MLA for Burnaby
- In office 1957–1963

Personal details
- Born: January 27, 1913 Rossland, British Columbia
- Died: May 10, 1993 (aged 80) Kamloops, British Columbia
- Party: British Columbia New Democratic Party

= Cedric Cox =

Canadian technician and politician (1913-1993)

Cedric Cox (January 27, 1913 – May 10, 1993) was a technician and political figure in British Columbia. He represented Burnaby in the Legislative Assembly of British Columbia from 1957 to 1963 as a Co-operative Commonwealth Federation member.

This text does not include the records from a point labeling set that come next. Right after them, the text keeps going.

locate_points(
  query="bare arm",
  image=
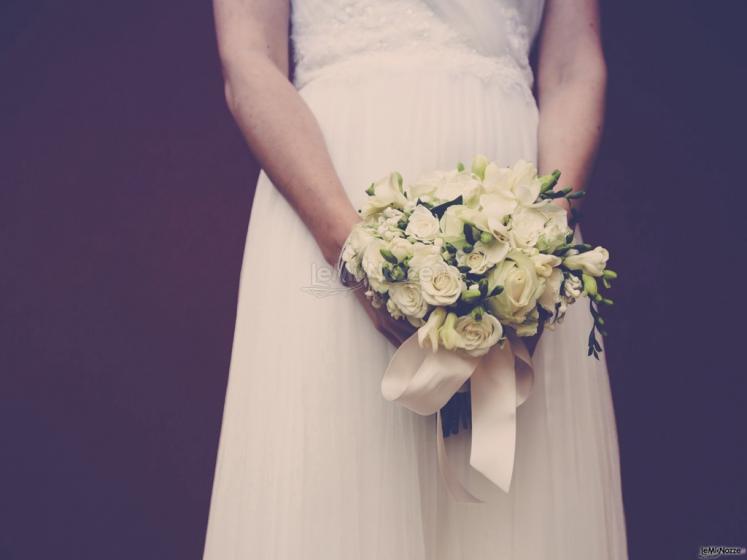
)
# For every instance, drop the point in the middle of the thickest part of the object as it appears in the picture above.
(572, 77)
(278, 126)
(282, 132)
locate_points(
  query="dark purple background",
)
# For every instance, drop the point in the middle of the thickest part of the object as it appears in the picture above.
(125, 197)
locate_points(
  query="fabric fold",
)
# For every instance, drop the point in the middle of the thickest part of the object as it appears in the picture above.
(500, 381)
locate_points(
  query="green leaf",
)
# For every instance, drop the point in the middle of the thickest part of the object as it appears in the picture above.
(387, 254)
(469, 234)
(496, 290)
(439, 210)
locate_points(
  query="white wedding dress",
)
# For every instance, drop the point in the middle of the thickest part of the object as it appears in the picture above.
(313, 463)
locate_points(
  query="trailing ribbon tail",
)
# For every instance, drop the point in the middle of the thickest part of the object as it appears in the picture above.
(500, 381)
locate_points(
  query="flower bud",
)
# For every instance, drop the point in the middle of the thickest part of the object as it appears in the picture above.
(479, 163)
(590, 285)
(549, 181)
(388, 255)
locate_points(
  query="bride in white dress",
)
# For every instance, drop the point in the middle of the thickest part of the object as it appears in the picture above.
(313, 463)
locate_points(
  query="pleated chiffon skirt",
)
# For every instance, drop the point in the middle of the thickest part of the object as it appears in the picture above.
(313, 463)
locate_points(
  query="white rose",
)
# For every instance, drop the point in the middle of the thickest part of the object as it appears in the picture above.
(551, 294)
(401, 248)
(409, 299)
(442, 186)
(423, 256)
(591, 262)
(530, 325)
(422, 224)
(386, 192)
(527, 225)
(498, 204)
(477, 337)
(519, 183)
(521, 288)
(373, 263)
(429, 331)
(545, 265)
(441, 283)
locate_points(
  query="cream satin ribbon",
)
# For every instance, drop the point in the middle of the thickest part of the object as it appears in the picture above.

He was born in Rossland, British Columbia. Cox worked as an industrial pattern maker in Trail and later worked for Heaps Engineering in Burnaby. He served in the Royal Canadian Navy during World War II. Cox married Eileen, the daughter of Ernest Winch. He was first elected to the assembly in a 1957 by-election held following his father-in-law's death and was reelected in 1960. Cox was defeated when he ran for reelection in 1963.

Cox became the Chairman of the Vancouver Fair Play for Cuba Committee in 1962 along with Phil Courneyeur who was elected Secretary. Cox was criticized for accepting a trip to Cuba in January 1963, shortly after the Cuban Missile Crisis, paid for by Fidel Castro's government. Upon his return from Cuba Cox addressed a joint meeting of the Burnaby Constituency CCF-NDP and the Oil, Atomic and Chemical Workers Union where he answered critics of his trip and affirmed he would return to the Caribbean Island country if invited. The speech is available in print at http://www.socialisthistory.ca/Docs/1961-/Cuba/FourCanadians.htm With Dick Fidler, John Glenn and Charles Biesick, he contributed to Four Canadians Who Saw Cuba, which was published by the Fair Play for Cuba Committee in 1963.